The first few columns are type, region, scope, active commitment, state, term, start date, and end date.
The last several columns are the more interesting ones, containing the trailing 30-day savings, utilization, and coverage. These are all indicative of whether or not the discounts are being maximized. The recommendation column is also helpful for identifying areas of potential additional savings.
7. Exportable billing data
Cloud billing data can be exported to BigQuery and linked to a Looker or Google Data Studio report for the creation of a custom dashboard. However, to capture all relevant data, cloud billing data export should be enabled as soon as a cloud billing account is created.
Three types of data can be exported:
- Standard usage cost data: This contains standard information such as cost, usage, credits, adjustments, and currency.
- Detailed usage cost data: This contains resource-level data.
- Pricing data: This contains aggregated financial information.
Note that exporting data will also incur BigQuery costs.
Limitations
Lack of a unified dashboard
Google Cloud’s native tools offer a plethora of information, but it can be challenging to make sense of all the data at a holistic level. The unified dashboard provided by CloudBolt’s Accelerate Cost Optimization solves this problem by aggregating all the data and highlighting the action items immediately instead of having the user comb through too much data.
Cloud billing data for BigQuery datasets must be enabled before data is available
Cloud billing data for BigQuery datasets is not enabled by default and must be enabled before data is made available. This issue directly relates to the advice for exportable billing data.

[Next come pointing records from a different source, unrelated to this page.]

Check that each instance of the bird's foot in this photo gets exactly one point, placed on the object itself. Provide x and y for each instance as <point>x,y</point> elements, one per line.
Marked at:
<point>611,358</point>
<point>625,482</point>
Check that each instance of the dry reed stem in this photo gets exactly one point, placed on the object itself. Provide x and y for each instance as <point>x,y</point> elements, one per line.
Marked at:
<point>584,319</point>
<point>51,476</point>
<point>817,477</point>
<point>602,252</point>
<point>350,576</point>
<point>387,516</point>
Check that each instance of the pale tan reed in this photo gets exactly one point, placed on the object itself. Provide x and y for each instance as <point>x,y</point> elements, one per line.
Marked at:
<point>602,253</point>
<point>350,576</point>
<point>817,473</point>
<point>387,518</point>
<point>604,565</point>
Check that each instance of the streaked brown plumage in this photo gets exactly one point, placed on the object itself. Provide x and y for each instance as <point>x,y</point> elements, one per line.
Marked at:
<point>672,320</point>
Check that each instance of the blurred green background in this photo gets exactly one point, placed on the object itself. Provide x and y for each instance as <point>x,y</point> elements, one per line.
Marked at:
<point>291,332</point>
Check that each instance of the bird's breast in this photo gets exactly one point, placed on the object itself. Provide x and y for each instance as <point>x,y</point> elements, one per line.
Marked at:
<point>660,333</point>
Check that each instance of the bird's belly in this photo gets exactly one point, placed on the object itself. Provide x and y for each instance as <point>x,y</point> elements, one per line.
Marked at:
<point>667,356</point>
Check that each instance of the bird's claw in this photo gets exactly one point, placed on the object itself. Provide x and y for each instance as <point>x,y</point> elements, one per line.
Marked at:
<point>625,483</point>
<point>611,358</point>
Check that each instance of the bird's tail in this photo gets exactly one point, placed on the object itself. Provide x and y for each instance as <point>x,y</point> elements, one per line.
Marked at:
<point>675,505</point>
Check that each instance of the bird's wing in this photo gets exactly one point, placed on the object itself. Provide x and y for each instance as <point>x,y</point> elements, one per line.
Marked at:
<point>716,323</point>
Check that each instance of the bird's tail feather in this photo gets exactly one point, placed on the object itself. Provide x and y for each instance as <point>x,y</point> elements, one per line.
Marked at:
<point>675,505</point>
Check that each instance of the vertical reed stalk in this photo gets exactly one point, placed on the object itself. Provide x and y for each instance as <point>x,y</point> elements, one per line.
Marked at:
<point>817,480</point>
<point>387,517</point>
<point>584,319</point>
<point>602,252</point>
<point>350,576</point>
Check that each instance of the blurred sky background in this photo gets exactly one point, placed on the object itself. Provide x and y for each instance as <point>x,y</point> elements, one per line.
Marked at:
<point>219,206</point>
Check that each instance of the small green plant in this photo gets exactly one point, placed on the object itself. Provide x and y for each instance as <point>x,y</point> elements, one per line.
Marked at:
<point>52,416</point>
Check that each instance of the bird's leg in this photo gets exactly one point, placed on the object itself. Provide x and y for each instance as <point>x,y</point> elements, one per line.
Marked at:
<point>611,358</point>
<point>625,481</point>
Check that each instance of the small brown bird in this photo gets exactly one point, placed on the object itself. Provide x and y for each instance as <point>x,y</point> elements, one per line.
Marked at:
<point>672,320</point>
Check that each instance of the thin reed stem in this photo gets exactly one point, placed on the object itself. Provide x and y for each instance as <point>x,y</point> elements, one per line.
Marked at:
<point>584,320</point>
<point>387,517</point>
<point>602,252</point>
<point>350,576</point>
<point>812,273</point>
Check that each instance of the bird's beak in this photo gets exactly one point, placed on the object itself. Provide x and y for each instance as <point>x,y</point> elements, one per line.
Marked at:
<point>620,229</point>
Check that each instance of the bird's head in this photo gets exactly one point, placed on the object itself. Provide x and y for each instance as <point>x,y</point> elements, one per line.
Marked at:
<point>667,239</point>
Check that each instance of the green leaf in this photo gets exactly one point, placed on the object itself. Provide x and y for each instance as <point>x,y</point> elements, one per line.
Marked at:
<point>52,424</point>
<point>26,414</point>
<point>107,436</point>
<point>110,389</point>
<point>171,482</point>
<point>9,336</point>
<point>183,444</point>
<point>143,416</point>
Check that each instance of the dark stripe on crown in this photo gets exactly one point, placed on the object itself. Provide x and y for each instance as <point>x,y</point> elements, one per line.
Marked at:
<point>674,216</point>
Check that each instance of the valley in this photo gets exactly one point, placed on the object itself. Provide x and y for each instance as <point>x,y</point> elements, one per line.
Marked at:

It is ideal to enable billing data when a cloud billing account is created to capture all data.
Customer-managed encryption keys (CMEK) are not supported when exporting billing data to BigQuery
To export billing data to BigQuery, the user must use Google-managed key encryption. This is a point of discussion for organizations with strict CMEK policies.

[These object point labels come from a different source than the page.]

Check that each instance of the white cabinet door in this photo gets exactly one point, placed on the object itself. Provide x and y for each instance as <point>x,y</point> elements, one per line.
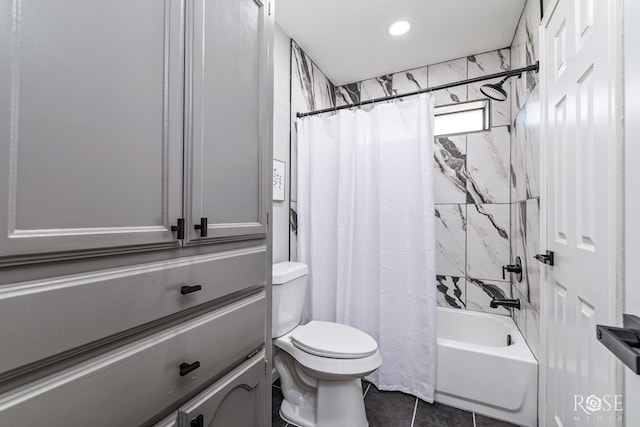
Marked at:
<point>91,96</point>
<point>580,140</point>
<point>237,400</point>
<point>228,118</point>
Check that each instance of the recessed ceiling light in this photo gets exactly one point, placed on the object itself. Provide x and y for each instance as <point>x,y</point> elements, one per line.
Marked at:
<point>399,28</point>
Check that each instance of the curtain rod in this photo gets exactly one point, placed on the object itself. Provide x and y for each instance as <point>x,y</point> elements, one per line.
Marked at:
<point>509,73</point>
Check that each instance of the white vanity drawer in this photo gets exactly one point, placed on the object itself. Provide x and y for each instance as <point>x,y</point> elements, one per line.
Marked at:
<point>128,386</point>
<point>46,317</point>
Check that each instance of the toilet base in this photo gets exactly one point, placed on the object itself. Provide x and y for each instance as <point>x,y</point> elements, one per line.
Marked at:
<point>339,404</point>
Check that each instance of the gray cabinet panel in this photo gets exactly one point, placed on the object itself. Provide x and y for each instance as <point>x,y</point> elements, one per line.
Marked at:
<point>91,114</point>
<point>228,113</point>
<point>128,386</point>
<point>170,421</point>
<point>236,400</point>
<point>54,315</point>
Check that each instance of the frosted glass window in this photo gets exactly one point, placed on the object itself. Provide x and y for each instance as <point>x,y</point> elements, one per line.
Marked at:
<point>465,117</point>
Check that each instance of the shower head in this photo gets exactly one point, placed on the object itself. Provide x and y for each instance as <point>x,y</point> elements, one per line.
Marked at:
<point>495,91</point>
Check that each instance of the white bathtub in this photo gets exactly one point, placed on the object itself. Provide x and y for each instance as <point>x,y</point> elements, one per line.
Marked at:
<point>478,372</point>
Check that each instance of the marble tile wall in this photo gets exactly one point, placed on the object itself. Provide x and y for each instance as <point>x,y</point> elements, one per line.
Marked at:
<point>472,178</point>
<point>310,90</point>
<point>525,173</point>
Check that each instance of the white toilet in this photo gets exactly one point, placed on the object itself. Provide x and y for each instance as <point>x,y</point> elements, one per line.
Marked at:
<point>320,364</point>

Best practices for GCP cost optimization tools
Promote the principles of FinOps in the organization
FinOps is a framework that defines how businesses should promote financial awareness and accountability. There are five key building blocks, one of them being cost optimization, within which the three key areas are resource optimization, pricing optimization, and architecture optimization.
Use a single billing account for each group of related projects
Organizations sometimes have a lot of projects, with each project falling within certain logical groups. Using a single billing account for each group is ideal so that all the appropriate costs are consolidated and aggregated automatically. It is recommended to have all projects under one organization and to use a resource manager to define the corresponding taxonomies.
Use labels and tags to track costs
A label can be applied to projects and resources to provide granularity when grouping resources logically. For instance, labels could be “dev,” “prod,” “staging,” etc. Users can then look for specific labels to determine how much each label consumes in terms of credits and charges. Tags provide a similar function; the key difference is that users can conditionally set policies with tags but not with labels.
Summary of key concepts
Google Cloud offers many native tools for Cloud Cost Optimization at no cost. These are quite comprehensive and can provide details related to billing and resources. However, one drawback is that there is no unified platform for all these tools. To combat the steep costs of hiring additional staff to fill the gap, consider using CloudBolt’s Accelerate Cost Optimization. It is a third-party tool that offers a unified platform where users can automate key cloud cost optimization tasks and a great way to optimize costs in the long run.